Well, here it is – the final installment in this long letter. I’ve come full circle and I’m back in Taipei. And, fittingly, it is raining outside. I say fittingly because I associate Taipei with rain. It always seems to rain here. Perhaps it is also raining down in Tainan where I just came from, but I doubt it. I imagine there are clear blue skies down there as always.

The rest of my trip yesterday was quite enjoyable. The weather was as nice as I’ve ever seen it in Taiwan. I was lucky in that it didn’t rain while I was cycling on this trip. Still, the weather wasn’t as nice as it could have been. It was very hazy, so the views were not that great. I couldn’t see much of the mountains. But yesterday was a very clear day. The visibility was great and I had great views of the mountains as we got closer to Taipei.

My seatmate was a friendly first-year university student studying in Tainan. He was going back to a small city near Taipei to spend the weekend with this family. At first, I thought he was an agricultural student. He said that he was studying “sheep.” But as he talked about his subject area, I realized he’d meant “ship.” He was learning how to build ships. He said that he wasn’t particularly interested in ships or ship design. He just figured that not many people studied this, so he had a better chance of finding a job when he graduated.

We had another amusing misunderstanding. He spent a long time with his phone in his hand, and I looked at it at one point and saw that the large screen was filled from top to bottom with Chinese writing. I asked him what that was about and he said that he was writing a novel. That surprised me – a young Taiwanese novelist ship-builder so dedicated that he even wrote on his cell phone. However, I’d misunderstood again. He wasn’t writing a novel. He was reading one. He’d downloaded it onto his cell phone.

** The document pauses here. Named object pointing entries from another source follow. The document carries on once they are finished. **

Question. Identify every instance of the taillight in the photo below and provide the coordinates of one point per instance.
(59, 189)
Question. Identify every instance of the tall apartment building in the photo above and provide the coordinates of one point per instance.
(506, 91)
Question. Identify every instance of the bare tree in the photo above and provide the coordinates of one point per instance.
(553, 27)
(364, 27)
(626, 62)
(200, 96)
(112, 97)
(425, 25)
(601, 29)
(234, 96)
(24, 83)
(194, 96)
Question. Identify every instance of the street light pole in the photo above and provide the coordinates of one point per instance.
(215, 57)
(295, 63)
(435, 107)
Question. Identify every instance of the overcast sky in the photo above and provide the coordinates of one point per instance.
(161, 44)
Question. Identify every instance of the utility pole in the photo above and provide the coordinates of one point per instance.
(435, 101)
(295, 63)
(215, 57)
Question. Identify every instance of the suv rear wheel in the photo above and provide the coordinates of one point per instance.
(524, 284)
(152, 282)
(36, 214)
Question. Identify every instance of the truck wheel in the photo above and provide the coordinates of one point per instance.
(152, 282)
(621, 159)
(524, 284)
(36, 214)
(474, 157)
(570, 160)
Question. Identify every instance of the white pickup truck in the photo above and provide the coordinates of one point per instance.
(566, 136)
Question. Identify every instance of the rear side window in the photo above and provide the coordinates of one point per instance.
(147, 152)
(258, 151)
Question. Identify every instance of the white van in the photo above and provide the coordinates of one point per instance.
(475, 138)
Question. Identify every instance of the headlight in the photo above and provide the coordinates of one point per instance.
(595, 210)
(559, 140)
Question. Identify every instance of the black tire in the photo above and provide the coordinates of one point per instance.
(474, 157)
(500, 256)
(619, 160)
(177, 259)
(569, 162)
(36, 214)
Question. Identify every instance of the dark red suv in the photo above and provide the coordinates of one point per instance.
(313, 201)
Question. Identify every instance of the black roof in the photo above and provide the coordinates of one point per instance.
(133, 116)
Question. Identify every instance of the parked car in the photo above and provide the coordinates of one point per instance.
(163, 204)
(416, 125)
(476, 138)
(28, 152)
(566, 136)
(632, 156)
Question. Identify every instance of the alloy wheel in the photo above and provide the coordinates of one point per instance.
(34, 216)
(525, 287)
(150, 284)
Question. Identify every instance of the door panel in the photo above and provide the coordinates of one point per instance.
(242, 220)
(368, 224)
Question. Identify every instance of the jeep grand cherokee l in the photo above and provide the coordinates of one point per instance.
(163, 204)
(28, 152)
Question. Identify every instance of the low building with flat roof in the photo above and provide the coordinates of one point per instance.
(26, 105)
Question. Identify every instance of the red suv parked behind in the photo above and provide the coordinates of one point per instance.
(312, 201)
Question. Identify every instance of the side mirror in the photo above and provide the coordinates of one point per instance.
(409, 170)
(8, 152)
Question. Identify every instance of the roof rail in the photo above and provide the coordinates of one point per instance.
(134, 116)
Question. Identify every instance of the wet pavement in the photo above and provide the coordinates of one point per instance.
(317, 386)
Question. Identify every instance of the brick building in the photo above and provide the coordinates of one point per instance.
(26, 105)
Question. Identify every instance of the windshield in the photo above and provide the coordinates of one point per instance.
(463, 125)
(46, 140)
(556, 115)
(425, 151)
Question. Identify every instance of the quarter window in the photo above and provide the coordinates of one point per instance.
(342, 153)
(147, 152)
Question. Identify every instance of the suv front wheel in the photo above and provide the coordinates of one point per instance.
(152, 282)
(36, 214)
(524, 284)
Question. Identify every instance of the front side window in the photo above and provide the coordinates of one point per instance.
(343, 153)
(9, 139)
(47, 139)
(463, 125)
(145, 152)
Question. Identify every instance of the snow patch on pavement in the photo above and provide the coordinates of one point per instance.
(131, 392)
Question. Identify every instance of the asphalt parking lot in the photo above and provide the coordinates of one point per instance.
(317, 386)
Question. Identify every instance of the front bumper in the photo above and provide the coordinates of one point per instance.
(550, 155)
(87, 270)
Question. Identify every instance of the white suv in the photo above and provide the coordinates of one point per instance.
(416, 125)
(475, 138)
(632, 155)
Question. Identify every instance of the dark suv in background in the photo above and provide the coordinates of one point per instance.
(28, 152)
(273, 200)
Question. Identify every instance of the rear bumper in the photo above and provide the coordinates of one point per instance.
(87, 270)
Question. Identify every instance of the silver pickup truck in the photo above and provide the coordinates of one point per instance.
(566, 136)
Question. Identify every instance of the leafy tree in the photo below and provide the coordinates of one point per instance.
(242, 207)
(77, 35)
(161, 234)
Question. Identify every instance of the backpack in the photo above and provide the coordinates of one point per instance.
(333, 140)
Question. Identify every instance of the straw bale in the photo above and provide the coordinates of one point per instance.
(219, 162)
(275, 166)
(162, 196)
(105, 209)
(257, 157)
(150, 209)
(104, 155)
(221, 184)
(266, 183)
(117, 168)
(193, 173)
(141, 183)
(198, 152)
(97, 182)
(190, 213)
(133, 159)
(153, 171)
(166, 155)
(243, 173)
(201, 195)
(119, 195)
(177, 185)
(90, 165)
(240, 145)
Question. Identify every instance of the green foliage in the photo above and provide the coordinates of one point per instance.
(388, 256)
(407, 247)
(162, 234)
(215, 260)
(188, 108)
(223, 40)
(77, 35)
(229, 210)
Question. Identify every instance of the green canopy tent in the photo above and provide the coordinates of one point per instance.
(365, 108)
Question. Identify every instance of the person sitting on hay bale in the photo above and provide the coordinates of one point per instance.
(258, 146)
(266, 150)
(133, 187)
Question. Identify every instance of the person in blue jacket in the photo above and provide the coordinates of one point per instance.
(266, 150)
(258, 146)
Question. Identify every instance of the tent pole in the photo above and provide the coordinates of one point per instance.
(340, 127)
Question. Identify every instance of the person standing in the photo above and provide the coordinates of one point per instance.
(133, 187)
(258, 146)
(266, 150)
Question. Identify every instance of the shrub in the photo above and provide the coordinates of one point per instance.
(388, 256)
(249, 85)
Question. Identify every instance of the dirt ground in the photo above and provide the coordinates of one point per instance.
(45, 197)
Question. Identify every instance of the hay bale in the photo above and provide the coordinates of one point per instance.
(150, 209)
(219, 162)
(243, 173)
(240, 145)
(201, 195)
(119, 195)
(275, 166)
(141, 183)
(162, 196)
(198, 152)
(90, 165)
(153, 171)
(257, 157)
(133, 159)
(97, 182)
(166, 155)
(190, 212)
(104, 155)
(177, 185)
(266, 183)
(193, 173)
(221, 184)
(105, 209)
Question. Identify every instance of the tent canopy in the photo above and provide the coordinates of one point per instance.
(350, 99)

As we got closer to Taipei, a lot more passengers got on and off the train. People were using this long-distance train as a local train just hopping from small town to the next small town and even from station to station. That’s another convenient thing about the transportation system in Taiwan – it’s quite integrated. The national train system meets up with the Taipei MRT system. So you can get off the train at any number of places and hop right onto the MRT and continue your journey by subway.

The train’s final destination wasn’t Taipei. So the train stopped only for a minute or two at the Taipei main station. People got off and new people got on. The doors closed and the train left. I wondered how in the world they could get my bicycle off the train in that short amount of time. However, when I walked across the street to the baggage claim building, my bike was already there waiting for me. It had actually beaten me there. I can’t imagine how since I had stopped for nothing. I had walked directly from the train. So how did the bike get there before me? Amazing.

I hopped on the bike and rode back to my apartment in just a few minutes. It wasn’t that hot and it was a comfortable ride. I carried my bags and my bike up the six floors to my rooftop apartment, and I was home once more. After a shower and some limited unpacking, I started downloading all the pictures that I’d taken, plus this journal.